Human verification remains essential, not only to catch mistakes, but to ensure the output even fits the problem it’s meant to solve.

Democratising AI, Responsibly

GenAI’s growing accessibility is a double-edged sword. Developers can now embed GenAI capabilities through APIs or prompt engineering without deep knowledge of how LLMs work — a genuine step forward for productivity, and for addressing coding challenges that were traditionally difficult to solve using purely syntactic checks or weak semantic validation.

At a fundamental level, someone still needs to architect, build, and maintain the AI models and systems themselves, and that is still software engineering. The real risk of democratisation is the erosion of foundational skill. When powerful tools are used blindly, they create a dependency that prevents learning and obscures crucial flaws. This makes professional judgment and expertise more vital, not less. The balance lies in using AI to extend developer capability, not to replace foundational skill or judgement.

As an analogy, handing out scalpels to everyone doesn’t make people surgeons. For simple tasks — like bandaging a wound — everyday users manage fine. But intricate surgeries, like removing an appendix, require professionals. Similarly, while everyday users can likely generate functional code for a quick fix, specialist engineers are indispensable for creating scalable, ethical, and resilient systems.

Press enter or click to view image in full size

A Voice of Reason in the Hype

Generative AI has shown real utility in software engineering, particularly in automating repetitive coding tasks, generating boilerplate code, and assisting with documentation. It’s a powerful tool for accelerating development workflows and reducing the cognitive load of routine tasks, freeing engineers to focus on more complex and creative problem-solving. When used thoughtfully, it can amplify productivity and unlock new possibilities in software development.
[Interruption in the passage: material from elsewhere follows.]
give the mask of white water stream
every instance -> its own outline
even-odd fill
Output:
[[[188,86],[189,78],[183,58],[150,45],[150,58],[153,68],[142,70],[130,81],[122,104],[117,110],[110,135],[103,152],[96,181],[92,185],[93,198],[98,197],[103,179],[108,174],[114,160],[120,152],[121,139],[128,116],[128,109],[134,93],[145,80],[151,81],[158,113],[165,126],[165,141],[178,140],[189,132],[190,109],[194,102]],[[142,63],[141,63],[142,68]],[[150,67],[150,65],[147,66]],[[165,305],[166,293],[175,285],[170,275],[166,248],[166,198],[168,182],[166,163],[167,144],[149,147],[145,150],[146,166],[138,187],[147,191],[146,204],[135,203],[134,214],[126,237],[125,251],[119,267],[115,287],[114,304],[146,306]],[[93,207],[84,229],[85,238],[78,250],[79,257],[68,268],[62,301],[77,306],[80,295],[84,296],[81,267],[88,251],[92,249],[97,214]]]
But every wave of new technology brings hype, and AI is no exception. The bigger danger today isn’t that companies and software engineers ignore AI, but that they adopt it without purpose. Many projects chase “AI for AI’s sake,” without defining a problem or evaluating value. In such cases, the result could be wasted effort, inefficiency, and technical debt that skilled professionals will eventually need to untangle.

Caution isn’t resistance. It’s maturity. Verification, governance, and critical thinking turn AI from a shiny demo into a durable capability.

The bottom line: GenAI is here to stay — but it predicts; it doesn’t know. Treat its output as inspiration, not truth. Use it with expertise, curiosity, and skepticism, and it will make you faster and smarter. Use it blindly, and it will just make your mistakes arrive sooner.